Or sooner, if something went wrong.
She said nothing as I made the purchase, lingering at my side like a reluctant shadow.
Once we were back in the car and on the road heading north, her quiet voice broke through the tense silence. “Where are we going?”
“My brother owns a place. We’ll lay low there.”
“How far is it?”
“Four or five hours, depending on traffic. We’ll need to take back roads.”
She turned to stare out the passenger window, and even though I couldn’t see her expression, I sensed the thought grumbling through her head.
Great.
I didn’t blame her for it, either. Being trapped in this car with an asshole like me might be torture. I found it torturous, too—but only because I wanted her so badly and there was no relief in sight. My mind should have been focused elsewhere, yet all I could think about was how I was going to undo what I’d done.
How to get us back to where we’d been.
We rode in silence for a long time, and I spent all of it running through ideas in my head, but the right words escaped me. How was I going to un-fuck this?
Without warning, she sighed, and it was so loud and frustrated, I tapped the brakes.
“What?” I went on alert and glanced at the other lane but didn’t see anything to explain her reaction. “What’s wrong?”
Out of my peripheral, I saw her fold her arms over her chest and slump in her seat. “Nothing.”
My tone was pointed. “Laurel.”
“It’s not even nine o’clock.”
I blinked. “What does that mean?”
“It means I lasted less than an hour.” She sounded irritated. “I’m supposed to be mad at you, but I’m weak.”

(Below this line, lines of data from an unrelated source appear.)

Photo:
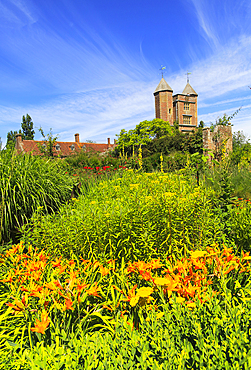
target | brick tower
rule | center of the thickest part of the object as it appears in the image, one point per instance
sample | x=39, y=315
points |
x=185, y=109
x=181, y=108
x=164, y=101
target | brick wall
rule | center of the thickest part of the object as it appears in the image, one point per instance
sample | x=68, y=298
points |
x=164, y=106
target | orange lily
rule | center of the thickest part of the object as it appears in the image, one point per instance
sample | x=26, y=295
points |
x=42, y=325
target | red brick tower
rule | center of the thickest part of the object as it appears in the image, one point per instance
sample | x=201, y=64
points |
x=164, y=101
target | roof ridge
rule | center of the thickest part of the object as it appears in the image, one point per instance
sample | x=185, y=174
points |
x=188, y=90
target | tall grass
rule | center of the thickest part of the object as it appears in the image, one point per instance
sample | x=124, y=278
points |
x=26, y=183
x=133, y=217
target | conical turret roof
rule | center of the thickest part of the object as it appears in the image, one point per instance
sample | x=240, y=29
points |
x=163, y=86
x=188, y=90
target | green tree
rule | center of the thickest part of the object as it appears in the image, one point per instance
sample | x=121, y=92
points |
x=27, y=128
x=49, y=142
x=144, y=133
x=11, y=139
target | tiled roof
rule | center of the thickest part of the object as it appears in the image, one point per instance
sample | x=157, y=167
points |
x=188, y=90
x=65, y=148
x=163, y=86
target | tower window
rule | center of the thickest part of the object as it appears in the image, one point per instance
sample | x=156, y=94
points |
x=186, y=120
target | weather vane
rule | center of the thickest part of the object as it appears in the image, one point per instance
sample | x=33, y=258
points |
x=188, y=73
x=162, y=70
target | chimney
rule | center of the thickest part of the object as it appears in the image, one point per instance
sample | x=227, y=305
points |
x=76, y=138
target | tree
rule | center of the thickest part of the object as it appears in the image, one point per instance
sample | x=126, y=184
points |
x=144, y=133
x=48, y=143
x=11, y=139
x=27, y=127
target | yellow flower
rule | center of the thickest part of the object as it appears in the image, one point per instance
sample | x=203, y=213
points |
x=180, y=299
x=134, y=300
x=162, y=281
x=144, y=292
x=191, y=305
x=159, y=315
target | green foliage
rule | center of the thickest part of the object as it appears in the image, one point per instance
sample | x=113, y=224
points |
x=11, y=139
x=26, y=183
x=210, y=337
x=27, y=128
x=225, y=120
x=241, y=154
x=143, y=133
x=78, y=161
x=132, y=217
x=49, y=142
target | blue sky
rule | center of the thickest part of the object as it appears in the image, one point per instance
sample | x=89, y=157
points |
x=91, y=66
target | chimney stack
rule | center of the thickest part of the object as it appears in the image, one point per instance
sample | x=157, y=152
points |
x=76, y=138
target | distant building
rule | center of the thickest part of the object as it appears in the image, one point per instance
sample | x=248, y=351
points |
x=61, y=148
x=181, y=108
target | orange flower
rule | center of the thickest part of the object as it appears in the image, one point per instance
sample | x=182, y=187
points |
x=68, y=304
x=57, y=262
x=155, y=264
x=93, y=290
x=42, y=325
x=51, y=285
x=17, y=306
x=104, y=270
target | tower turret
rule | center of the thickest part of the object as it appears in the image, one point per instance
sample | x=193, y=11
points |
x=164, y=101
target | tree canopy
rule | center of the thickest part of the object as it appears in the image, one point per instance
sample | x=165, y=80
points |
x=27, y=128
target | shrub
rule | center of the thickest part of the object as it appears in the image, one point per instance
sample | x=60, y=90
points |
x=131, y=217
x=158, y=314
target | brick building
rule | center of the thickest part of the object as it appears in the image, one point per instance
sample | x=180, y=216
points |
x=61, y=148
x=181, y=108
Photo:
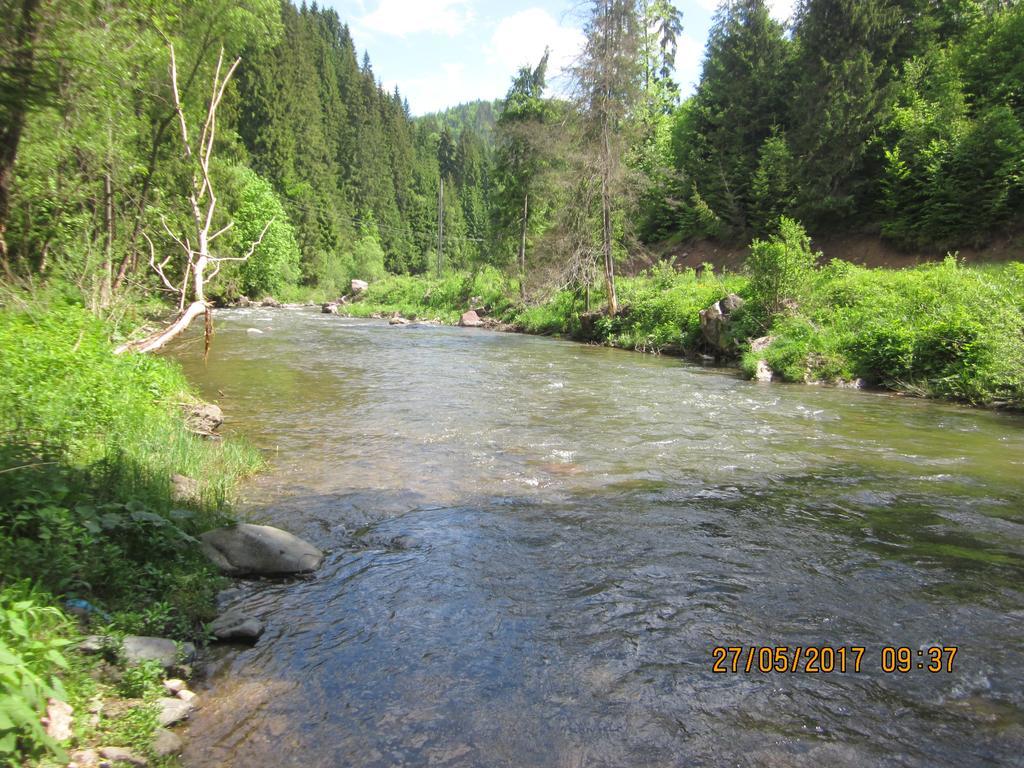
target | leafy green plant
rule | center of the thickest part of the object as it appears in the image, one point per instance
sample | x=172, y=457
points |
x=781, y=268
x=32, y=643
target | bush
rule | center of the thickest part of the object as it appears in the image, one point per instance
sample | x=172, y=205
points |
x=90, y=443
x=32, y=643
x=780, y=269
x=274, y=264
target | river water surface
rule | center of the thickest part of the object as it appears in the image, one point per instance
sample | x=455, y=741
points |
x=534, y=546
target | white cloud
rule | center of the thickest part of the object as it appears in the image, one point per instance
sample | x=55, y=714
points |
x=521, y=38
x=445, y=85
x=689, y=60
x=781, y=9
x=400, y=17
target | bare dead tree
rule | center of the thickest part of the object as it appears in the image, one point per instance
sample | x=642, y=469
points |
x=195, y=258
x=607, y=79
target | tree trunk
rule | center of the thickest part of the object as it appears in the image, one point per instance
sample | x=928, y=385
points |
x=609, y=266
x=10, y=134
x=107, y=270
x=440, y=226
x=160, y=338
x=522, y=247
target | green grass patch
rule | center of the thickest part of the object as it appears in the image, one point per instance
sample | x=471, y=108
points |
x=90, y=442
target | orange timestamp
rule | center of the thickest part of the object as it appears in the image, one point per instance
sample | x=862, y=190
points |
x=816, y=659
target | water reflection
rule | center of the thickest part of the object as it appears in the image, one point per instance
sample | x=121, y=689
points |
x=535, y=545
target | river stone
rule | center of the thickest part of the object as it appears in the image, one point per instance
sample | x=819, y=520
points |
x=204, y=418
x=121, y=755
x=259, y=549
x=715, y=322
x=136, y=649
x=58, y=719
x=166, y=742
x=172, y=711
x=183, y=488
x=470, y=320
x=237, y=626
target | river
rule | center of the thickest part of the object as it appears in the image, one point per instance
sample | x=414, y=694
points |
x=534, y=547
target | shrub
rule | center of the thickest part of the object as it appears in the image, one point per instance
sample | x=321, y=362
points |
x=780, y=268
x=32, y=643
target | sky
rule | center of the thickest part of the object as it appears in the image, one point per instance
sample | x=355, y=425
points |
x=445, y=52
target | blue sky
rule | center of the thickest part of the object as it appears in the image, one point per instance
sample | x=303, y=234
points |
x=444, y=52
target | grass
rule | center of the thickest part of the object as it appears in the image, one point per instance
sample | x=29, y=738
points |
x=90, y=442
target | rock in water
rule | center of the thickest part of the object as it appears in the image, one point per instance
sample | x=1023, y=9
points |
x=172, y=711
x=715, y=322
x=204, y=418
x=259, y=549
x=165, y=742
x=236, y=626
x=121, y=755
x=58, y=719
x=136, y=649
x=183, y=488
x=173, y=686
x=470, y=320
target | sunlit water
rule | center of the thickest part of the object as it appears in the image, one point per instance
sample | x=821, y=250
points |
x=535, y=545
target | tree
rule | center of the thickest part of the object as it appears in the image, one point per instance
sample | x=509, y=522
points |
x=17, y=88
x=197, y=257
x=843, y=87
x=520, y=156
x=740, y=99
x=607, y=78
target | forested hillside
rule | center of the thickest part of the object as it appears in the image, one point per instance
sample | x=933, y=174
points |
x=901, y=118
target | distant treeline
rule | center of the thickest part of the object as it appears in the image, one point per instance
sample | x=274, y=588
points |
x=899, y=117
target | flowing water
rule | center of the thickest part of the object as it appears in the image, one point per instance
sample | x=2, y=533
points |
x=534, y=547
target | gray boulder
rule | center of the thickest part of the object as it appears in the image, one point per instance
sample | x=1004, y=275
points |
x=122, y=755
x=172, y=711
x=204, y=418
x=715, y=322
x=470, y=320
x=166, y=742
x=236, y=626
x=259, y=549
x=763, y=372
x=136, y=649
x=183, y=488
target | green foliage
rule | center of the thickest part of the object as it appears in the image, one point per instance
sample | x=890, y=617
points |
x=950, y=176
x=90, y=442
x=939, y=330
x=141, y=681
x=273, y=265
x=781, y=268
x=33, y=638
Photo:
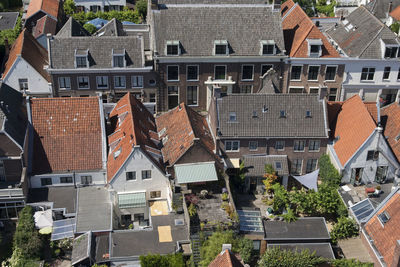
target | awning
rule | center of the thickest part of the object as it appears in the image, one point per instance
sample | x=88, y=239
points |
x=132, y=200
x=195, y=172
x=309, y=180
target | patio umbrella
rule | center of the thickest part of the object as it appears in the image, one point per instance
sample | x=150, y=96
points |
x=97, y=22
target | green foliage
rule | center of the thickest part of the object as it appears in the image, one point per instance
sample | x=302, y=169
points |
x=344, y=228
x=26, y=237
x=327, y=10
x=350, y=263
x=192, y=210
x=141, y=8
x=125, y=15
x=213, y=245
x=69, y=7
x=276, y=257
x=327, y=171
x=395, y=27
x=90, y=28
x=154, y=260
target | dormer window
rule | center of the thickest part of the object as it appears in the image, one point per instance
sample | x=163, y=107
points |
x=173, y=48
x=268, y=47
x=118, y=58
x=81, y=58
x=314, y=47
x=221, y=48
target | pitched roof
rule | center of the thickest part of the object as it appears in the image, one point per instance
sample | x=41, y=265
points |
x=72, y=28
x=364, y=39
x=62, y=50
x=226, y=259
x=395, y=13
x=298, y=28
x=217, y=22
x=44, y=25
x=391, y=121
x=385, y=237
x=179, y=128
x=68, y=134
x=251, y=121
x=50, y=7
x=132, y=125
x=12, y=114
x=354, y=125
x=29, y=49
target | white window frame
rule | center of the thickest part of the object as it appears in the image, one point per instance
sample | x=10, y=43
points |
x=232, y=141
x=308, y=73
x=197, y=96
x=187, y=73
x=168, y=73
x=115, y=83
x=83, y=88
x=252, y=72
x=101, y=78
x=65, y=78
x=256, y=142
x=226, y=72
x=137, y=79
x=304, y=145
x=331, y=66
x=291, y=72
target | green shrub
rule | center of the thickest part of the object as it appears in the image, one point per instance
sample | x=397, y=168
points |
x=276, y=257
x=344, y=228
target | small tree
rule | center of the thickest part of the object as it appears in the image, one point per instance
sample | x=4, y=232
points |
x=276, y=257
x=69, y=7
x=90, y=28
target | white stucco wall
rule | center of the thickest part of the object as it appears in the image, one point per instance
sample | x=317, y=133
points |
x=21, y=69
x=98, y=178
x=369, y=167
x=139, y=162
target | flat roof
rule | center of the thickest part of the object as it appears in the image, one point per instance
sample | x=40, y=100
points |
x=8, y=20
x=60, y=196
x=321, y=249
x=308, y=228
x=94, y=211
x=195, y=172
x=136, y=243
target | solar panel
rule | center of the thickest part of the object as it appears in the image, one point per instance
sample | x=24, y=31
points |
x=63, y=229
x=362, y=209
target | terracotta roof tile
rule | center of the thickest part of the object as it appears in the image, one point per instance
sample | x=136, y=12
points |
x=44, y=25
x=225, y=259
x=50, y=7
x=179, y=128
x=133, y=125
x=297, y=28
x=68, y=134
x=395, y=13
x=29, y=49
x=385, y=237
x=354, y=125
x=391, y=121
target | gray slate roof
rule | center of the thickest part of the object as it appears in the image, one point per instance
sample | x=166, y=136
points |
x=62, y=51
x=94, y=212
x=198, y=26
x=8, y=20
x=12, y=114
x=255, y=164
x=381, y=7
x=363, y=40
x=270, y=124
x=309, y=228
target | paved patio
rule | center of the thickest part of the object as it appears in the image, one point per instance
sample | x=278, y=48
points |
x=353, y=248
x=210, y=209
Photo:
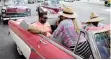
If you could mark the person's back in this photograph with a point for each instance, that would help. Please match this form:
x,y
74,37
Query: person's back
x,y
66,27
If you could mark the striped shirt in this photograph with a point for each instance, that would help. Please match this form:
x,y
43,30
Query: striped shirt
x,y
67,32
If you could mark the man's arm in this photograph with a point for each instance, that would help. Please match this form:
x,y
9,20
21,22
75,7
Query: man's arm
x,y
58,30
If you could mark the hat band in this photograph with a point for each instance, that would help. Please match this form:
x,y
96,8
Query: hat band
x,y
67,13
94,17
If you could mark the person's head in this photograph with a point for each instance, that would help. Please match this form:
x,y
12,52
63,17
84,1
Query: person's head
x,y
43,18
68,13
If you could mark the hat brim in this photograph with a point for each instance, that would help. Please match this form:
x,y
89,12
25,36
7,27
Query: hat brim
x,y
95,20
68,15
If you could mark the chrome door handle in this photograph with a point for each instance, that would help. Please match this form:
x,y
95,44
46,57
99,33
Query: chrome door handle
x,y
41,40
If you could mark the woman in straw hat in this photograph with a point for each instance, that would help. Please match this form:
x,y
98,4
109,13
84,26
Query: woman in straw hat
x,y
67,29
93,21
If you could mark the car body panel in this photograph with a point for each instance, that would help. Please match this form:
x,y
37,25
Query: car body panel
x,y
37,43
12,9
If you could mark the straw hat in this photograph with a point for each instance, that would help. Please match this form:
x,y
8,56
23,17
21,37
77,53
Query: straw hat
x,y
94,18
68,12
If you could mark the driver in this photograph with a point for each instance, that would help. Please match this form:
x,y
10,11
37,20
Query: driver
x,y
93,21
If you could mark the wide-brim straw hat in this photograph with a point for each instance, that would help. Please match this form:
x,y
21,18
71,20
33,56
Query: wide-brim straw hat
x,y
94,18
68,12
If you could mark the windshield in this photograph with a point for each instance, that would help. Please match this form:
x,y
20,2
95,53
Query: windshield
x,y
55,3
19,2
103,44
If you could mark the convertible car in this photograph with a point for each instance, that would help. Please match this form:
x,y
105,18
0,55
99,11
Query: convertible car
x,y
13,9
38,46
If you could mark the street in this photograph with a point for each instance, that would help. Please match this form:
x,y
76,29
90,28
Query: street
x,y
83,11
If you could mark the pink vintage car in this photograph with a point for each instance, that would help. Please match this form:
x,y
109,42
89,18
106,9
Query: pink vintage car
x,y
41,47
13,9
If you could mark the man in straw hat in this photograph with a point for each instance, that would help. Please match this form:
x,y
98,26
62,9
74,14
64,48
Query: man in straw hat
x,y
67,29
93,21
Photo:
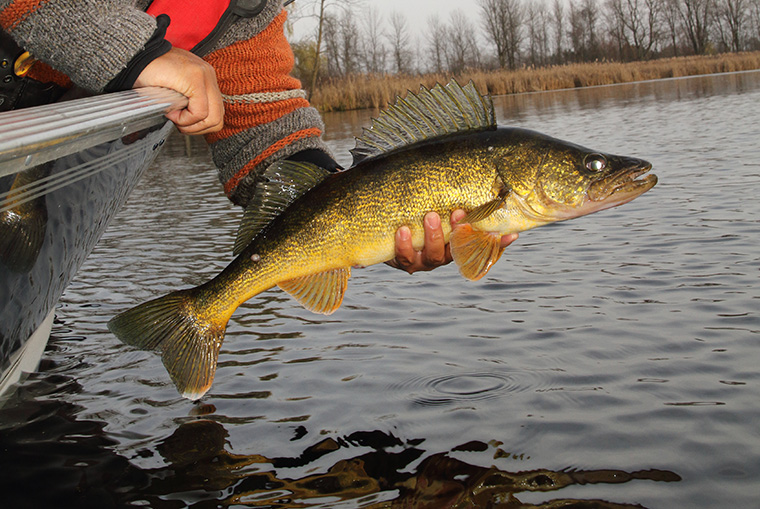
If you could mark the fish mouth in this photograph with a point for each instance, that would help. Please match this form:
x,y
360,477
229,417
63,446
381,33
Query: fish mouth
x,y
620,187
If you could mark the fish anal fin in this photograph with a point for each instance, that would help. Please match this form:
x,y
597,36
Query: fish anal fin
x,y
474,251
321,292
281,183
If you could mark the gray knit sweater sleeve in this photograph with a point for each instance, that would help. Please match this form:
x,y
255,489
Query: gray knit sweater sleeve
x,y
91,41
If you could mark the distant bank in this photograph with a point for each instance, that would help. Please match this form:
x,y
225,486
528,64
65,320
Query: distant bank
x,y
377,91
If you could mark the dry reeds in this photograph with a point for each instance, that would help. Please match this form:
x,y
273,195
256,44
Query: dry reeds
x,y
377,91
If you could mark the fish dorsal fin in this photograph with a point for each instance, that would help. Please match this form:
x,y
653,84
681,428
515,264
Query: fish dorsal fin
x,y
428,114
474,251
320,293
282,183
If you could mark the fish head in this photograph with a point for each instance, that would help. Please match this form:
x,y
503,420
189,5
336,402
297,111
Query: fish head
x,y
552,180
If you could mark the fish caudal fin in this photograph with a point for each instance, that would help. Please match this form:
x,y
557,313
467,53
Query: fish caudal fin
x,y
189,345
474,251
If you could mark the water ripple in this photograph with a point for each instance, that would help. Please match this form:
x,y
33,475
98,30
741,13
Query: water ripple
x,y
452,388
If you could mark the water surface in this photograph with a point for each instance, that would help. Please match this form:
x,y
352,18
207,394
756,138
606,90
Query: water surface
x,y
611,360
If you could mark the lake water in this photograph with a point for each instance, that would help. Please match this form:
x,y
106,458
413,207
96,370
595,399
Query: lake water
x,y
609,361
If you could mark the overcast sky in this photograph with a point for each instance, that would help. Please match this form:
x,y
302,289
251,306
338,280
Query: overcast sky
x,y
416,12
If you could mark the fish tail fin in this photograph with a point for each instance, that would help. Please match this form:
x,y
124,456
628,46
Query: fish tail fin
x,y
188,341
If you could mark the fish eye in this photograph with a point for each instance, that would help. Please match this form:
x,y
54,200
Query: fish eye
x,y
595,162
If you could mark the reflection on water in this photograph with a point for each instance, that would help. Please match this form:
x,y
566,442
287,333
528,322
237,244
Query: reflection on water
x,y
600,361
23,221
390,472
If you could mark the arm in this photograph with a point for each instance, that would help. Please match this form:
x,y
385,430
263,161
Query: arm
x,y
111,45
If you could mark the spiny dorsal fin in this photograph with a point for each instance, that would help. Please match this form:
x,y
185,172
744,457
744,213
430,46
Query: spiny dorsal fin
x,y
425,115
279,185
320,293
474,251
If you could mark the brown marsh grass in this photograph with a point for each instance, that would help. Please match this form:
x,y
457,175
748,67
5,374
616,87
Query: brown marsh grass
x,y
377,91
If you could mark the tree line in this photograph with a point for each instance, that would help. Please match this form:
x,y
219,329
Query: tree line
x,y
353,38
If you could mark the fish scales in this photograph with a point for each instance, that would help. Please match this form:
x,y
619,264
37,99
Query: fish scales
x,y
305,230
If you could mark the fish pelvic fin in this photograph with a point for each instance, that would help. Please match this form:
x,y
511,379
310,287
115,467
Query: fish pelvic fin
x,y
474,251
188,344
321,292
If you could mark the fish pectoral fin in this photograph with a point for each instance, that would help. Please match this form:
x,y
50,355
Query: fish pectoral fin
x,y
474,251
485,210
321,292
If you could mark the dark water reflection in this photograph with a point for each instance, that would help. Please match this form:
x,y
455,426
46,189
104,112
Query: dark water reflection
x,y
610,361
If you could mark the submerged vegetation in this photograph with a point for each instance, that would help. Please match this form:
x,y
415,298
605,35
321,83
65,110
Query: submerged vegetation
x,y
378,90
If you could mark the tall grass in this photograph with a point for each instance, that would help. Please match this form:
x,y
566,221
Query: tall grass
x,y
377,91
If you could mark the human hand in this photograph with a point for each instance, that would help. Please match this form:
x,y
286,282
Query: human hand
x,y
434,253
194,78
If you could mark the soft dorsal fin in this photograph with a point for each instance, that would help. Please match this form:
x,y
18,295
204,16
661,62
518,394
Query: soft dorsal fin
x,y
279,185
320,293
474,251
425,115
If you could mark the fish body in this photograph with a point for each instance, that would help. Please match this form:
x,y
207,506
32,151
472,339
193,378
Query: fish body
x,y
508,180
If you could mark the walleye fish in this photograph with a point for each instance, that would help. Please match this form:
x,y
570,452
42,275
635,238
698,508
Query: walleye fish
x,y
437,150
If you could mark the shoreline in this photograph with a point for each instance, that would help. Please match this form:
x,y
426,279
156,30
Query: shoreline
x,y
377,91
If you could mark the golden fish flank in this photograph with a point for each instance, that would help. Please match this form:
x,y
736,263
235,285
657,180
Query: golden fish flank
x,y
437,150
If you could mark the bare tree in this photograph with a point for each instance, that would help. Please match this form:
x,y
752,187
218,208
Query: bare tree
x,y
636,24
319,10
463,49
437,38
504,21
731,17
537,18
695,18
672,20
398,37
558,19
372,44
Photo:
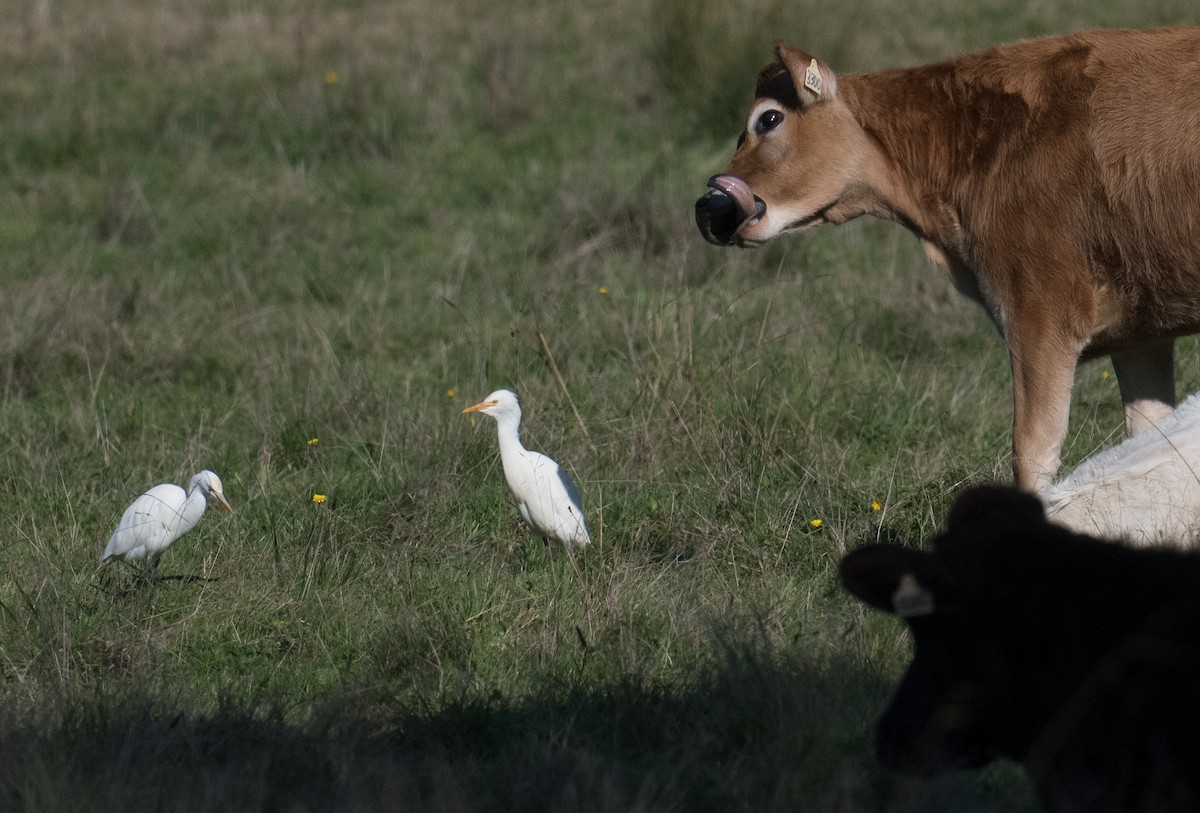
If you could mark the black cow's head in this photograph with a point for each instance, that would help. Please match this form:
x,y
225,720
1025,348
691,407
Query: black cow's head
x,y
954,706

My pulse jumped at her meaning. “Weakis not a word I’d used to describe you.”
“I’ve been sitting here this whole time, trying to convince myself to stay mad, but the truth is,” she took a breath, “I don’t care that much about why you got on the helicopter. Only that you did.”
The tightness in my chest began to ease. “I was trying to do what I thought was the safest thing for you. The fastest way for us to...”
I wasn’t sure how to finish that sentence, but I didn’t need to.
“I know,” she said.
I gripped the steering wheel to keep my hands from drifting elsewhere, which was a foreign feeling. I wasn’t normally big on touching or holding hands, but with her? Everything was different.
She shifted in her seat, angling her shoulders toward me. “You made me a promise, but I was too angry at the time to really hear it. You said you’d find me when it was over.”
“Yes.”
“But you’ve said things to me before that weren’t true.”
“I know I have, and I’m sorry. But that? It was the fucking truth.”
She considered that for a long moment. “Why?”
“Because whatever this is between us?” The honesty spilled from me. “Shit, I’ve never felt anything like it, and I don’t want to lose that. Even when it...” I was admitting it to myself as much as to her. “It, I don’t know, scares me.”